There is concern in Europe that Mr Papandreou’s government could collapse under the weight of the measures. With the rescue programme marred by a litany of broken promises since the country’s bailout was agreed 16 months ago, observers, officials and diplomatic circles are expecting trouble as Mr Papandreou tries to execute the new plan.

The measures signed off yesterday during an hours-long cabinet meeting include a 20 per cent cut in pensions exceeding € 1,200 a month. Pensioners under the age of 55 face a 40 per cent reduction in the sum exceeding €1,000 which they receive in their monthly package. Some 30,000 public workers will be compelled to join a “labour reserve” in which their pay will be cut by 40 per cent as they seek other jobs in the state system. They will lose their jobs if they do not find an alternative appointment within 12 months.

In addition, the government has pledged to extend by at least one year until 2014 a new property tax. Athens had hoped the tax would raise an additional €2 billion a year, but the troika said it would raise no more than €1 billion.

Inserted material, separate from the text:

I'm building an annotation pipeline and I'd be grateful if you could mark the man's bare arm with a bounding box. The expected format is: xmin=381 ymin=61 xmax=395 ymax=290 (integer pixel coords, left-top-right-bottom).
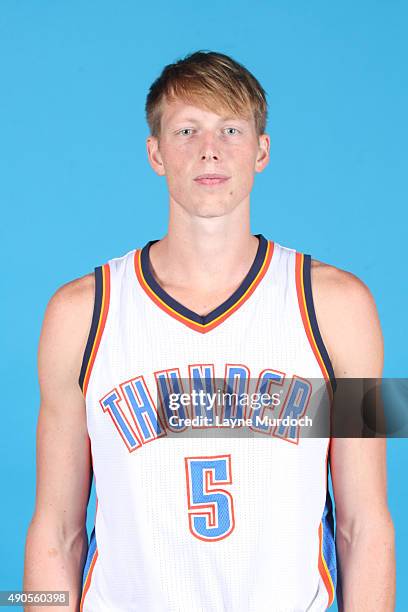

In a bid to curb evasion, this tax will be levied as an additional charge in the monthly electricity bill sent to Greek households. However, the country’s main electricity union has been threatening to sabotage the initiative by telling its members not to co-operate.

Separately, the two biggest Greek unions declared plans for a wave of strikes next month. As the government met yesterday, protesters gathered around parliament in downtown Athens.

In advance of yesterday’s cabinet meeting, Greek minister for finance Evangelos Venizelos said he accepted that the country’s public finances would have gone further off the rails without the troika’s oversight.

“If it weren’t for the troika’s control . . . unfortunately we would have derailed fiscally,” Mr Venizelos told MPs.

“Do we need to take additional measures? Yes, we need to take additional measures.”

Although Mr Venizelos said Greece needed the support of its international sponsors, he also said the EU had failed to manage the debt crisis as decisively and quickly as required.

A team of EU Commission officials in Athens will monitor the execution of the plan. They are examining how the country’s porous tax collection system can be improved.